À partir du prisme du contrat social supposé entre tous les citoyens d'un territoire (constitution) et de l'action judiciaire (qui assure le respect de ce contrat social et du monopole du droit de l'État), je propose d'illustrer la reconnaissance, par l'État canadien, depuis 1982, du droit autochtone et de la dimension pluraliste qui en émerge. S'étant surtout manifesté dans le domaine des revendications territoriales (notamment concernant des revendications de droits de chasse et de pêche), pourrait-on envisager une manifestation quelconque de ce pluralisme juridique en matière d'autonomie territoriale et de droits linguistiques des autochtones ?
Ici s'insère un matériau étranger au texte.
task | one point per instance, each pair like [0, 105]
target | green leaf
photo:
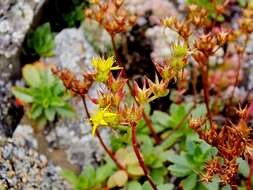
[103, 172]
[242, 3]
[70, 176]
[243, 167]
[179, 159]
[31, 75]
[214, 185]
[147, 108]
[147, 186]
[118, 179]
[158, 175]
[135, 170]
[165, 187]
[23, 94]
[190, 182]
[90, 173]
[199, 111]
[65, 111]
[227, 187]
[134, 185]
[169, 141]
[50, 113]
[160, 118]
[36, 111]
[179, 171]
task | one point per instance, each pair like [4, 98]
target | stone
[26, 169]
[74, 52]
[16, 18]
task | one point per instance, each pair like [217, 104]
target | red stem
[250, 175]
[107, 150]
[237, 76]
[140, 158]
[206, 92]
[145, 117]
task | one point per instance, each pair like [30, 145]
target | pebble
[23, 169]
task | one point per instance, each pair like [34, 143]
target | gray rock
[26, 169]
[73, 51]
[10, 113]
[16, 17]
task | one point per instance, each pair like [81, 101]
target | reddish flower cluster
[232, 141]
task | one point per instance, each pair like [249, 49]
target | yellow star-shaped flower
[102, 118]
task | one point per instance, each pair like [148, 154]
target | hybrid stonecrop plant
[45, 97]
[200, 36]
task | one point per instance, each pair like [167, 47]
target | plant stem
[115, 50]
[140, 158]
[145, 117]
[205, 83]
[107, 150]
[237, 76]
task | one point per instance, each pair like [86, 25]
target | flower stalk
[140, 158]
[107, 150]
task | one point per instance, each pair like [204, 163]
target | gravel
[24, 169]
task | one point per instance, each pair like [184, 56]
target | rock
[26, 169]
[10, 113]
[72, 50]
[16, 17]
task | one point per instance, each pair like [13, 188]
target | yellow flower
[103, 67]
[102, 118]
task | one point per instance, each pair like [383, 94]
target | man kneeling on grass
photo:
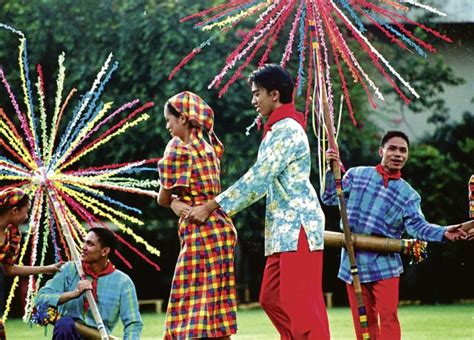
[113, 291]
Karine McLaren, Professeure adjoint
Harmoniser la différence : la promesse et le carcan de la qualification sui generis des droits des peuples autochtones
Les tribunaux canadiens ont développé un certain nombre de principes propres à guider l'interprétation des droits des peuples autochtones, dont notamment la qualification sui generis de ces droits. Celle-ci reconnaît à la fois leur caractère unique et exprime la confiance qu'existent aussi suffisamment de convergence entre les peuples autochtones et les colons pour leur permettre de vivre en harmonie au sein d'un même système juridique.
Cette communication vise à explorer l'incidence de la qualification sui generis des droits des peuples autochtones sur l'interprétation qui a été faite de ces droits par les tribunaux canadiens.